With the summer slate of events, including the Farnborough Air Show and Royal International Air Tattoo canceled, the Space and Missile Defense Symposium is still scheduled for Aug. 4 to 6 in Huntsville, Alabama. The state has seen a surge in COVID-19 cases in recent days. FWIW, some trade shows have been given the green light in parts of Germany, Japan, and South Korea.

By the way: The Defense One Tech Summit, which has gone virtual and expanded this year, is still on for June 16-18.

Trends in Foreign Military Sales

The Center for International Policy’s new report looks at U.S. arms exports and finds:

  • “East Asia and the Pacific had the largest share of U.S. arms deals by value in 2019, at 39%, more than double its share in 2018. The Middle East accounted for 36.7% of U.S. arms offers, followed by Europe at 17%” and
  • “The top three exporting firms – Lockheed Martin, Boeing, and Raytheon – were involved in over $59 billion worth of arms deals in 2019, over two-thirds of total offers by the Trump administration.”

The report makes a number of recommendations, including:

  • “Require Congressional approval of major arms sales, rather than assuming sales will go forward unless Congress votes them down by a veto-proof majority.
  • “Make it easier for Congress to be notified and act in advance of deliveries of weapons, not just initial offers.
  • “Restore notifications to Congress on firearms deals of $1 million or more.”

Speaking of foreign arms sales, Sen.
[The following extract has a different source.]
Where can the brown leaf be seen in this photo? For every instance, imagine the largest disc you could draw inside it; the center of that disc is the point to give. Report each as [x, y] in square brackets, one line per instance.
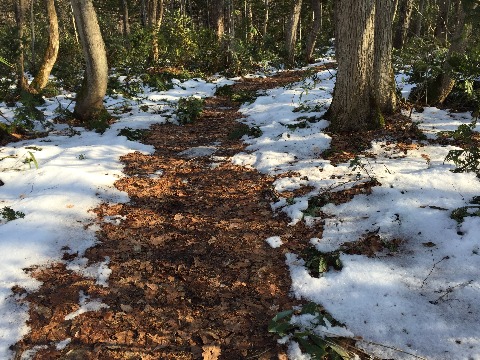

Bob Menedez, D-N.J., ranking member of the Senate Foreign Relations Committee, writes that the Trump administration is preparing a new weapons sale to Saudi Arabia.

Making Moves

  • The White House said on May 27 President Trump would nominate Lucas Polakowski to be assistant defense secretary for nuclear, chemical and biological defense programs. Polakowski is a retired Army major general.
  • The Center for Strategic and Budgetary Assessments has named Chris Bassler a senior fellow. He was previously the chief strategy officer for the F-35 Joint Strike Fighter joint program office.